Allegri si gode il centravanti che mancava e aspetta la Roma di... Malen
di Alessandro FranchettiNiclas Fullkrug ha un viso simpatico, un sorriso sgangherato per via di un dente perso in un incidente da bambino e, adesso, un gollettino da tre punti, direbbe il grandissimo Rino Tommasi, sul suo personalissimo cartellino. Benedetto centravanti e benedetto, ha spiegato lui stesso a fine partita, l'assist di Saelemaekers perché "ogni attaccante sogna cross così". Già, ogni attaccante, anche se poi quella capacità di riempire l'area, nel Milan, ce l'ha solo lui. Fullkrug ricorda un po' Giroud e la questione non è sfuggita ai tifosi rossoneri: sa fare reparto da solo, sa lottare e aprire spazi per i compagni, sa far salire la squadra, sa fornire assist (per informazioni chiedere a Pulisic), sa farsi valere nel gioco aereo. E soprattutto ha saputo completare un reparto che lui stesso ha definito "composto da giocatori con caratteristiche molto diverse" cui mancava proprio un attaccante "tradizionale" come lui. Benedetto centravanti, appunto.
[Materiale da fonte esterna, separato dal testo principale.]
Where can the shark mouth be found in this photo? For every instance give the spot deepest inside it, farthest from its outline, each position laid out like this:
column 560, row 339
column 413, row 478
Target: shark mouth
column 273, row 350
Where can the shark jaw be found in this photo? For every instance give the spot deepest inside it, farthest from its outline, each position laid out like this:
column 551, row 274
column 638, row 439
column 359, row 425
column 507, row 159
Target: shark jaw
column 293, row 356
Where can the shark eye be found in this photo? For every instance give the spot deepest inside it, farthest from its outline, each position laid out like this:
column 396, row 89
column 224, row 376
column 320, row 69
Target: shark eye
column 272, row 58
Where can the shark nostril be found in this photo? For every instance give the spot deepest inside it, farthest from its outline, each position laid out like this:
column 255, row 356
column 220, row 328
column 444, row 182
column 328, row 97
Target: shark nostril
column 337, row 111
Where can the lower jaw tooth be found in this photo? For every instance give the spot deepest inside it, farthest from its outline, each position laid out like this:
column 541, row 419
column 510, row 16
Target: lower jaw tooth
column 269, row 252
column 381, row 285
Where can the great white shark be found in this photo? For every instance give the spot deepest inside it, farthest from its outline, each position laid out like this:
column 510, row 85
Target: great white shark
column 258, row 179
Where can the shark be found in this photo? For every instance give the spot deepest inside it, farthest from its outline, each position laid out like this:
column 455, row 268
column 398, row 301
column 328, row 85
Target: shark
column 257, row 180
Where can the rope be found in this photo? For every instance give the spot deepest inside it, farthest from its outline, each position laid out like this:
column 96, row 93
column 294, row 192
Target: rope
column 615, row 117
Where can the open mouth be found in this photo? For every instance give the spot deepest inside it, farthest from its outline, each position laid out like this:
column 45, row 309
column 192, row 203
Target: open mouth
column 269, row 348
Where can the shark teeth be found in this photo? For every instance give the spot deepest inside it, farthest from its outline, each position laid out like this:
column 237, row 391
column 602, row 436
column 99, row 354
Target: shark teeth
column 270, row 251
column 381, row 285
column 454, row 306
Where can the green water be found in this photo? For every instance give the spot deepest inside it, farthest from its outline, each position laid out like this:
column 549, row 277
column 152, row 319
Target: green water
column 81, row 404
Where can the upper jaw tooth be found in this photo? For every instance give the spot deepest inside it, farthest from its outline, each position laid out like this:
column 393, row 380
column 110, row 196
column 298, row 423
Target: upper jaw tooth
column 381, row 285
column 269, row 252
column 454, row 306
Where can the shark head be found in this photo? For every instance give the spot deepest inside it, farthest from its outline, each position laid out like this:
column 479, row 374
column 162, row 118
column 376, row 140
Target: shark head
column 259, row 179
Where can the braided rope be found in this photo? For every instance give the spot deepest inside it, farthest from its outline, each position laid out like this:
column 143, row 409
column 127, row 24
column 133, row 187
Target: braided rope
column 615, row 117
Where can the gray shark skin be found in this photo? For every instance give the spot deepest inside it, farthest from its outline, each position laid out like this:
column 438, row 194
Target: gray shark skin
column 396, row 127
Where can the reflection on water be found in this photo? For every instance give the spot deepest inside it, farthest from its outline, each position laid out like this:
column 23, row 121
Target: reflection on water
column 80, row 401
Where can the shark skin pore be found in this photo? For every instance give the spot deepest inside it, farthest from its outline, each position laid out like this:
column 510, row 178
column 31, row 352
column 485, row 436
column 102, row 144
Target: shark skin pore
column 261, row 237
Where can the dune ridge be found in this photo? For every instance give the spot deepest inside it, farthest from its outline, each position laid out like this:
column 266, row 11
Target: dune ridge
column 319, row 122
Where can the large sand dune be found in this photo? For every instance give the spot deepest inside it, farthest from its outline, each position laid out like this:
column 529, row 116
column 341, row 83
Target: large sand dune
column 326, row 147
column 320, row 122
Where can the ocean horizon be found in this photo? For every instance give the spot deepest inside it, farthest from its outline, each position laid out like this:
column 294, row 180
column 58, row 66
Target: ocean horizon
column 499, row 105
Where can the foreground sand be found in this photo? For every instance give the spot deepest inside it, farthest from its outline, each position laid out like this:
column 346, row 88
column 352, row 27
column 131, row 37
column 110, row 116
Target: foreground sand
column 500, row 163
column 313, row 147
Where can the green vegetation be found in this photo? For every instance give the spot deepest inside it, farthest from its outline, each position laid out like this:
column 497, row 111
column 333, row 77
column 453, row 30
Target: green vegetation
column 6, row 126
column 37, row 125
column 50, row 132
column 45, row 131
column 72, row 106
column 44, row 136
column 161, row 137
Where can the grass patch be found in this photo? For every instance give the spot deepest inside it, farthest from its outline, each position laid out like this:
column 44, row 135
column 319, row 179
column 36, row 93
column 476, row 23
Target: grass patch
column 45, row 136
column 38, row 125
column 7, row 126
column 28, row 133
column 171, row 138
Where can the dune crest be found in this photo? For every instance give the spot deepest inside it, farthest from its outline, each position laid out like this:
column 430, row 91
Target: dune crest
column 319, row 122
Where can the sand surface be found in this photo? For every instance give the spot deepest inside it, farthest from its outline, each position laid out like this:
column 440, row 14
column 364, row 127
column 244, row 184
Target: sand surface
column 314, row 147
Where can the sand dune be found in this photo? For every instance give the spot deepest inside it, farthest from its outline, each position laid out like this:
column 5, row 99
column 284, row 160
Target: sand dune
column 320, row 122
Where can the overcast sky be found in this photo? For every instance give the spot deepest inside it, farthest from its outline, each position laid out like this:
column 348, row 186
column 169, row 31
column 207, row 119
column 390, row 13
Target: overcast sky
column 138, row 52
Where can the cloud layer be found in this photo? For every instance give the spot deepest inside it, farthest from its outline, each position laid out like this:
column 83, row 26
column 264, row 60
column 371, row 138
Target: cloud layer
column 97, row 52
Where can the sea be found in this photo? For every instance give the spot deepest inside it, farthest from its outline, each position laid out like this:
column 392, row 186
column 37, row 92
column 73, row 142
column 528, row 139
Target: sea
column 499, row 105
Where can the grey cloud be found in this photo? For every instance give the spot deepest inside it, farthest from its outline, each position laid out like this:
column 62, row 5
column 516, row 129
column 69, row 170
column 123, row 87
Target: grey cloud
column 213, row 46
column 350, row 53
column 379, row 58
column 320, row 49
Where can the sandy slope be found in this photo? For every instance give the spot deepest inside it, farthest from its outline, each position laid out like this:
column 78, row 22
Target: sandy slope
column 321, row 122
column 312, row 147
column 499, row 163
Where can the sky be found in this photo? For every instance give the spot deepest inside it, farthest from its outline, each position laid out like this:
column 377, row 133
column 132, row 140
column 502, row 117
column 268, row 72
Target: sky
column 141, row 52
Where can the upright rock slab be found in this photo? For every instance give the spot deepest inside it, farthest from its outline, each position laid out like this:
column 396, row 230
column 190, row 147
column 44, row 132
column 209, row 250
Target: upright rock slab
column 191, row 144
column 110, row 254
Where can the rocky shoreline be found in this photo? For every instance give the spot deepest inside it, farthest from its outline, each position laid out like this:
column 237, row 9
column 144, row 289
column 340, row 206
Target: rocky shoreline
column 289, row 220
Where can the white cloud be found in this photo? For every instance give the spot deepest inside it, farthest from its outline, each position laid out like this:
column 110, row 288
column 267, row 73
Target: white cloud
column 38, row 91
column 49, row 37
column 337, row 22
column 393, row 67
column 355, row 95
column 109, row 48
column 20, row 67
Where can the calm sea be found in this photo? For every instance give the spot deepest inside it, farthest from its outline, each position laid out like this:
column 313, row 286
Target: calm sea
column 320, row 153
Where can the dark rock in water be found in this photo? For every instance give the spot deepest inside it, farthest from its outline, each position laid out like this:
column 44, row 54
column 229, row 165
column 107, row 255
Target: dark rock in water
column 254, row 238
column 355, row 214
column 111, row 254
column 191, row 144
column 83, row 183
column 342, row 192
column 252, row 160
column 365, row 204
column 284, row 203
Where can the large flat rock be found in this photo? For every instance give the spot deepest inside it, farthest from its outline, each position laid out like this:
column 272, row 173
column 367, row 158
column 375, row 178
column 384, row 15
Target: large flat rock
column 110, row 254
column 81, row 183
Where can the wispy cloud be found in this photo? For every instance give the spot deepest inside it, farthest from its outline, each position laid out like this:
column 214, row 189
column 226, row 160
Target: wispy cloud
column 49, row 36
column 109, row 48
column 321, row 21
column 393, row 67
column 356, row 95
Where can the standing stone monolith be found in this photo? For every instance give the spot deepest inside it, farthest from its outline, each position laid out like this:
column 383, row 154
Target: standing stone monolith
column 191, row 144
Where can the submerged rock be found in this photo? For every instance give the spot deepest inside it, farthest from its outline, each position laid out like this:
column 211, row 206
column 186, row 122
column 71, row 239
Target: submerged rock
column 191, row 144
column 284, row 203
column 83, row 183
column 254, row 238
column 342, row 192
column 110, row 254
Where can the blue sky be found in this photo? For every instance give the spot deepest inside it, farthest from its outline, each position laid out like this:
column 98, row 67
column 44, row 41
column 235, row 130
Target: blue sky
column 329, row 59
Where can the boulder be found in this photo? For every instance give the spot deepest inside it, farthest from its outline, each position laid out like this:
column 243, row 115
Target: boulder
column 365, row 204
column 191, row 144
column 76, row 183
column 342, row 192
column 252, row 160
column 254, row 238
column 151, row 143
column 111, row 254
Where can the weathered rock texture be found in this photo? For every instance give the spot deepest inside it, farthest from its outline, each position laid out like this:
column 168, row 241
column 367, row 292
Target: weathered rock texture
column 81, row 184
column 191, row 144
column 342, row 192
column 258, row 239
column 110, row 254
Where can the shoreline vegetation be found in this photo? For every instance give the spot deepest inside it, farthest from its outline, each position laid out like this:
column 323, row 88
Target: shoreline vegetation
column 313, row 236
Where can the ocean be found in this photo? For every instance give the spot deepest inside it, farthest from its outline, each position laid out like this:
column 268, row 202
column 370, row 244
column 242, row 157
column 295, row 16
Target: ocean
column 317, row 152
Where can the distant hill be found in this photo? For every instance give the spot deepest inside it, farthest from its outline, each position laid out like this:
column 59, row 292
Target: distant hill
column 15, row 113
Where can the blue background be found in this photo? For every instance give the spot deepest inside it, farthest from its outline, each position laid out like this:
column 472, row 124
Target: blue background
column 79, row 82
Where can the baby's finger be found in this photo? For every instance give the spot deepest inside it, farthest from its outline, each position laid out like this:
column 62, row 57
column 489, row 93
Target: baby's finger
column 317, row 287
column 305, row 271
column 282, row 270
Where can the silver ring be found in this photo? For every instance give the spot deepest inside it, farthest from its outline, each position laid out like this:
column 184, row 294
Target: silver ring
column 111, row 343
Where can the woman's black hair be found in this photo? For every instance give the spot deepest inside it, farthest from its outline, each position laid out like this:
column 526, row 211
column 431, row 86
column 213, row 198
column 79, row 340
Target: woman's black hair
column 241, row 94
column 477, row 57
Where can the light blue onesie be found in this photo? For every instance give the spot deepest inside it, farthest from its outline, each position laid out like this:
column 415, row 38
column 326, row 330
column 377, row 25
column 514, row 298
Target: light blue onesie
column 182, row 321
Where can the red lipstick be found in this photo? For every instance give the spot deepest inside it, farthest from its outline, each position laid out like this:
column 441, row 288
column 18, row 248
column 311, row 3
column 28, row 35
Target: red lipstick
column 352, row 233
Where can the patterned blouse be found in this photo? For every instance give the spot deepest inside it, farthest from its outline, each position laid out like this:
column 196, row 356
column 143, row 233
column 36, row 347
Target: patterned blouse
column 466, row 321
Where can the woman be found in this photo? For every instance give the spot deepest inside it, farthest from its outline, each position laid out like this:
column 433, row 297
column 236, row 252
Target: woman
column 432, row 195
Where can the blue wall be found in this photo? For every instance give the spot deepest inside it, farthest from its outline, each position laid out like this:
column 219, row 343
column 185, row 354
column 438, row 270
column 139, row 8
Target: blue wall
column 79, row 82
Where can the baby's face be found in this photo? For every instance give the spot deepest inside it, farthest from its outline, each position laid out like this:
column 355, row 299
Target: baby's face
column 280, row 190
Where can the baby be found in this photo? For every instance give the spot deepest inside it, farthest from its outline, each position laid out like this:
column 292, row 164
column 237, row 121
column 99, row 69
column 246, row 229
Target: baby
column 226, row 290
La sfida con Malen - In questo senso è curioso che la sua consacrazione, se così si può chiamare, sia arrivata come immediata risposta al gol romanista di Malen, prossimo avversario dei rossoneri in una partita chiave nella corsa alla Champions e allo scudetto. Donyell è tutt'altra cosa rispetto a Fullkrug, un attaccante più moderno, più mobile, un Inzaghi più tecnico che sa trovare spazio in mezzo all'area e aggredire la profondità. Ma era, come Fullkrug per il Milan, quello che mancava alla Roma di Gasperini. Un punto di riferimento offensivo in grado di aiutare (e migliorare) il gioco della squadra. La gara dell'Olimpico è un crocevia per entrambi, inutile nasconderlo. Il Milan non può perdere terreno nei confronti dell'Inter, impegnata in Champions ma attesa da un impegno leggero contro il Pisa, e la Roma deve rimanere a contatto del Napoli e tenere a distanza la Juve. Sinteticamente, dentro un obiettivo comune - la vittoria, va da sé - è l'ennesima puntata della telenovela "giochisti contro risultatisti". La distanza è ampia però in ogni senso.
Gli scontri diretti - Al netto di chi giochi meglio e perché, ci sono numeri che sono incontrovertibili. Nelle sfide contro le prime dieci della classifica, dall'Inter all'Udinese, il Milan ha messo a referto uno score di 23 punti sui 27 disponibili frutto di sette vittorie e due pareggi (entrambi esterni contro Juve e Atalanta). La Roma, al contrario, ha battuto Bologna, Lazio, Udinese e Como, ma ha perso contro Inter, Milan, Napoli, Juventus e Atalanta, vale a dire tutte le big del campionato. Insomma, il risultatista Allegri ha fatto, appunto, risultati. Il giochista Gasperini non sbaglia le partite più morbide ma cede sempre negli scontri diretti.
Dalla Champions al calendario - La trasferta dell'Olimpico inaugura un periodo delicato per il Milan che culminerà con il derby di inizio marzo contro l'Inter. Avrebbe dovuto essere un momento favorevole per i rossoneri, visto che le dirette avversarie per Champions e scudetto sono di nuovo impegnate in Europa, ma il calendario racconta forse una storia diversa. Allegri se la vedrà con Roma, Bologna e Como (anche se la data non è ancora stata decisa) prima dell'Inter. I nerazzurri, attesi da due sfide importantissime contro Arsenal e Borussia Dortmund, in campionato possono decisamente respirare. Pisa e Cremonese tra i Gunners e il Dortmund, poi Torino e Sassuolo prima del big match di metà febbraio contro la Juve. L'8 marzo, quando è in calendario Milan-Inter, capiremo se sarà ancora una sfida scudetto o se parte dei giochi saranno già stati fatti.